Jeux d'hiver 2030 :

Jeux d’hiver 2030 : « Il faut qu’on ait des réponses, ça urge »

Un bureau exécutif du Comité d’organisation Alpes 2030 doit étudier les candidatures lyonnaises et parisiennes, lundi, pour l’organisation des épreuves masculines de hockey sur glace.

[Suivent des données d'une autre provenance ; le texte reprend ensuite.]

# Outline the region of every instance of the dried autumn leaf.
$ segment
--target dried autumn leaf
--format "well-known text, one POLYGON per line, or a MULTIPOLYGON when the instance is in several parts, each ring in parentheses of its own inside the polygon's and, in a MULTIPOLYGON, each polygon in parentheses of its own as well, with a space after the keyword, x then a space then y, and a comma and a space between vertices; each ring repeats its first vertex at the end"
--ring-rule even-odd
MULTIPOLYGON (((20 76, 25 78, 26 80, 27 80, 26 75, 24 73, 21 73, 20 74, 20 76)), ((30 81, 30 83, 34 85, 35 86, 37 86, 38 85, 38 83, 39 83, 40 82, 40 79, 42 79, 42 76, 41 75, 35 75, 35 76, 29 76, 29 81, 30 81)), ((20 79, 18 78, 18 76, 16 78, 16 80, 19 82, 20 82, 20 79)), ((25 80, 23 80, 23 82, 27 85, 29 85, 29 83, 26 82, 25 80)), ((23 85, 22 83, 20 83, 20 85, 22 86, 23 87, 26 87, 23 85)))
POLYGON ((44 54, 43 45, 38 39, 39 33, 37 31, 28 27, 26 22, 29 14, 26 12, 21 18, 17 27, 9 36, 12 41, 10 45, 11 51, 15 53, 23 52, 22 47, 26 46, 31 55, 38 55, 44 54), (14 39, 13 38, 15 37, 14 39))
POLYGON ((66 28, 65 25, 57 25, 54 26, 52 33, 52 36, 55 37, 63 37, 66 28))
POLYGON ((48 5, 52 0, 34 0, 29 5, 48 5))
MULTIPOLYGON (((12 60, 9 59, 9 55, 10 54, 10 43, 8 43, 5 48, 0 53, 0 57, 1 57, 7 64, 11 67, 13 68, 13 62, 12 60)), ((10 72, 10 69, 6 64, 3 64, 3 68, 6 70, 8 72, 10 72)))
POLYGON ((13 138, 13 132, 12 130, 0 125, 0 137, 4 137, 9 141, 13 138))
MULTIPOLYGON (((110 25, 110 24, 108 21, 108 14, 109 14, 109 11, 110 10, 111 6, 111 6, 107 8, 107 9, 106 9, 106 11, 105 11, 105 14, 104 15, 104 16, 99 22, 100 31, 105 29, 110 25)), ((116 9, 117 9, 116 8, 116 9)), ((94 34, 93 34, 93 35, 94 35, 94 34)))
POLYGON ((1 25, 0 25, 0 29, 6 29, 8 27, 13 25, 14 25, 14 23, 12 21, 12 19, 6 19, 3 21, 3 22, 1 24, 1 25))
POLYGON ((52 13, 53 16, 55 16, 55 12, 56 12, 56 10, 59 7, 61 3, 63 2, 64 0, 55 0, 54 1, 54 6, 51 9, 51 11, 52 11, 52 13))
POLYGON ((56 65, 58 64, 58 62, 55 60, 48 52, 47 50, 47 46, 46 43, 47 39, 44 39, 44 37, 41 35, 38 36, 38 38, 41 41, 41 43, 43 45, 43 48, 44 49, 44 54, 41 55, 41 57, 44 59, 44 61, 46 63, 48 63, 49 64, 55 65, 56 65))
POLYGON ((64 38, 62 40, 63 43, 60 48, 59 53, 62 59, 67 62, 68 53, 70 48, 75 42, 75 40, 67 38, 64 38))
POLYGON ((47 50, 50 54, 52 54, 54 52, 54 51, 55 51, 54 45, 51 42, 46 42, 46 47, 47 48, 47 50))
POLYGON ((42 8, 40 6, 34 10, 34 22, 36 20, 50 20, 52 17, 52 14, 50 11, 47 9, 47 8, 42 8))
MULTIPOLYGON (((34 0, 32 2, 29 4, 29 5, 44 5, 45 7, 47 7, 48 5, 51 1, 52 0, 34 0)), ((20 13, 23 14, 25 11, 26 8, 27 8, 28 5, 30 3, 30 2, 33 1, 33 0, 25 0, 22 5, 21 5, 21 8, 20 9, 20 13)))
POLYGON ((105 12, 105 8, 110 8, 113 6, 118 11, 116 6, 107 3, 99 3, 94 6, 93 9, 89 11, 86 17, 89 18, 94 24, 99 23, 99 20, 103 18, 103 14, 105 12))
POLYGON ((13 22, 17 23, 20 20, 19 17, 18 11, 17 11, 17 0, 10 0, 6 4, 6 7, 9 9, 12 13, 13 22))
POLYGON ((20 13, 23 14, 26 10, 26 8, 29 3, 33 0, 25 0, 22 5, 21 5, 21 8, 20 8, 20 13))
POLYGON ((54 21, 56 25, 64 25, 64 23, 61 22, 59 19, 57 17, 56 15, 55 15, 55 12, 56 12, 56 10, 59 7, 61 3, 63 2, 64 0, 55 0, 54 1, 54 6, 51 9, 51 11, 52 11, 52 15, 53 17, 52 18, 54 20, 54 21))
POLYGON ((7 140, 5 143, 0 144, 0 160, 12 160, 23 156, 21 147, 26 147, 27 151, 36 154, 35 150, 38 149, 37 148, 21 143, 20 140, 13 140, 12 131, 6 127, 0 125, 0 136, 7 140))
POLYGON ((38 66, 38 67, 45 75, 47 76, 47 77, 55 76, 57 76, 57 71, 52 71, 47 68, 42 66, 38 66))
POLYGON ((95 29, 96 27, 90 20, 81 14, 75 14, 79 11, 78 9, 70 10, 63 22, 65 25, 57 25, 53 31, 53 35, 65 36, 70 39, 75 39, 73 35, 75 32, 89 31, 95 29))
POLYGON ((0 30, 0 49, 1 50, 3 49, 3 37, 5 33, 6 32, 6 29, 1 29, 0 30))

À moins de quatre ans des Jeux olympiques d’hiver 2030, le monde du hockey français s’impatiente. Le lieu qui accueillera les épreuves n’est toujours pas connu, suite au refus du maire de Nice, Éric Ciotti, d’installer une patinoire provisoire dans le stade de football de l’Allianz Arena, comme prévu par les organisateurs.

« On est vraiment dans l’expectative, il faut qu’on ait des réponses et que ce soit réglé, ça urge, on n’a plus le temps ! » a déclaré Pierre-Yves Gerbeau, président de la Fédération française de hockey sur glace (FFHG), lors d’un match de gala opposant la France au Canada, qui s’est soldé par une défaite 1-6 pour les Bleus.

Cette rencontre, disputée à guichets fermés, se tenait à deux ans du championnat du monde de hockey sur glace de 2028, qui sera organisé en France et réparti entre l’Accor Arena de Paris et la LDLC Arena près de Lyon. Ces deux structures sont prêtes à accueillir les épreuves masculines aux Jeux de 2030, et leurs candidatures seront examinées lundi par le Comité d’organisation Alpes 2030, qui prendra toutefois son temps avant de faire son choix.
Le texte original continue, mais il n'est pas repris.